Durante meses é-lhe anunciada a chegada do maninho, esse mesmo que, sem pudor, vai transformando o liso ventre da mãe num imenso balão.

E chega o dia em que, finalmente, vai poder ver o prometido companheiro de brincadeiras. No entanto, muitas vezes, não passa de uma desilusão. Não é um maninho, é um bebé. Só mama, só berra, só chora e ninguém deixa pô-lo a andar de triciclo.

sábado, 14 de abril de 2012

Poemas - Saber ser

Saber ser

Saber ser.
Como a flor
que o sol entontece.
Como o rio
que nunca esmorece.
Como a ave
que quando voa
cresce.

Como a flor
o rio
a ave
não inventar desejos
não despir a inocência
não eternizar o passado
nem temer o futuro.

Saber ser,
em cada momento
e fazer do amor o meu alento.

quarta-feira, 11 de abril de 2012

Ainda Auschwitz

Estou a ler a “A última testemunha de Auschwitz”, de Denis Avey, e à medida que o relato se aproxima dos campos de concentração, dou por mim a ver o que senti, espelhado nas palavras do autor.

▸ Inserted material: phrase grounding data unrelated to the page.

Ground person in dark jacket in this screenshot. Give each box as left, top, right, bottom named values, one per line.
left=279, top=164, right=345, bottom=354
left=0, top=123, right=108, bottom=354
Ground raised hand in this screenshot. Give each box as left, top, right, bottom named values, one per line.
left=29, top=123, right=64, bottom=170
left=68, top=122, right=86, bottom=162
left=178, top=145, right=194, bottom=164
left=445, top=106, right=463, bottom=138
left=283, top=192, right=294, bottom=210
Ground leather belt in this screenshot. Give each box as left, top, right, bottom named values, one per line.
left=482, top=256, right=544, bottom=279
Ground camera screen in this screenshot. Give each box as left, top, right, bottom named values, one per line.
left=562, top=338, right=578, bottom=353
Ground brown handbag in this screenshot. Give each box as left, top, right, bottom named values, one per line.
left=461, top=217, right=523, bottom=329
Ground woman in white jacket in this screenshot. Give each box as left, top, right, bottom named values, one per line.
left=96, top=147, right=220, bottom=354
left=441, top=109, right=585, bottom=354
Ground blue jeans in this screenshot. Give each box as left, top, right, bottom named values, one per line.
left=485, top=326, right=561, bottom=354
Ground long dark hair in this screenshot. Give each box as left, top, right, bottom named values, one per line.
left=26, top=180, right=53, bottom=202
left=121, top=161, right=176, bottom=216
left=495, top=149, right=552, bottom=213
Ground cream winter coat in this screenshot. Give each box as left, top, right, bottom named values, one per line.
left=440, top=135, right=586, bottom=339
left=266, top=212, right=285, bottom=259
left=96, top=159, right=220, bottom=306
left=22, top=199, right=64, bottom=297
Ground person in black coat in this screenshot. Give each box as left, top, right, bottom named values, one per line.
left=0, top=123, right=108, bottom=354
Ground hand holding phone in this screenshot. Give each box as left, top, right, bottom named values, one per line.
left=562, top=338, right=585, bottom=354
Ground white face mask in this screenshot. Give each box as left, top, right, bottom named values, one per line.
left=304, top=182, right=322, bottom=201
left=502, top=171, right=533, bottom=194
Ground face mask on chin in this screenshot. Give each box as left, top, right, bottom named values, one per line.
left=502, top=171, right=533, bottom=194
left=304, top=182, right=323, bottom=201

Eu não estive lá, estive sim no museu/memorial e nos destroços de Bikernau, por isso fico admirada como mesmo assim, a bestialidade que o memorial emana ainda é tão forte. A ponto de as imagens, as palavras, que na altura emergiram misturadas com lágrimas que não reprimi, serem as mesmas de quem sobreviveu àquela miséria humana.



E assim, tomei novamente consciência da importância do memorial.

terça-feira, 10 de abril de 2012

RECORDAÇÕES



As recordações, ninguém mas pode tirar. Mas certamente que as vou distorcendo com os anos e o que guardo no coração poderá não ser o que realmente aconteceu.

Às vezes vêm mais doces, limadas pelas agruras dos anos que se lhes seguiram, e libertam um sorriso ou uma lágrima. Outras vezes ficam pesadas e quase me afundam no mar do desalento.

Mas pertencem-me e posso ir buscá-las quando quiser.

De qualquer forma, como têm o valor que eu lhes quiser dar, estou a pensar usá-las de forma mais benéfica. Usá-las para não perder a criança cá dentro, os sonhos, as gargalhadas espontâneas. As mais duras, tirar delas as lições necessárias, dar sentido ao sofrimento, e nada mais.

domingo, 8 de abril de 2012

Poemas com rima – A vida que eu aqui trago

A vida que eu aqui trago
escondida no meu regaço
é para os outros fruto amargo
de um não muito longo abraço.

Mas tão logo me enredou
num elo sem retorno
e de quem não me amou
só espera o abandono.

De mim terá para sempre
o amor que conquistou
desde que habita o meu ventre.

quinta-feira, 5 de abril de 2012

SOBREVIVÊNCIA

O ser humano habitua-se a tudo. Sobrevivemos às piores condições e raramente desistimos.

É para mim, todavia, uma surpresa ver como situações que anteriormente consideraríamos como degradantes, passam a ser interiorizadas como normais. E às vezes até  conseguimos achar  que são uma mais-valia.

É bom que assim seja, já que nos permite ultrapassar as mais cruciais dificuldades.

Mas, para quem está de fora, não deixa de ser estranho.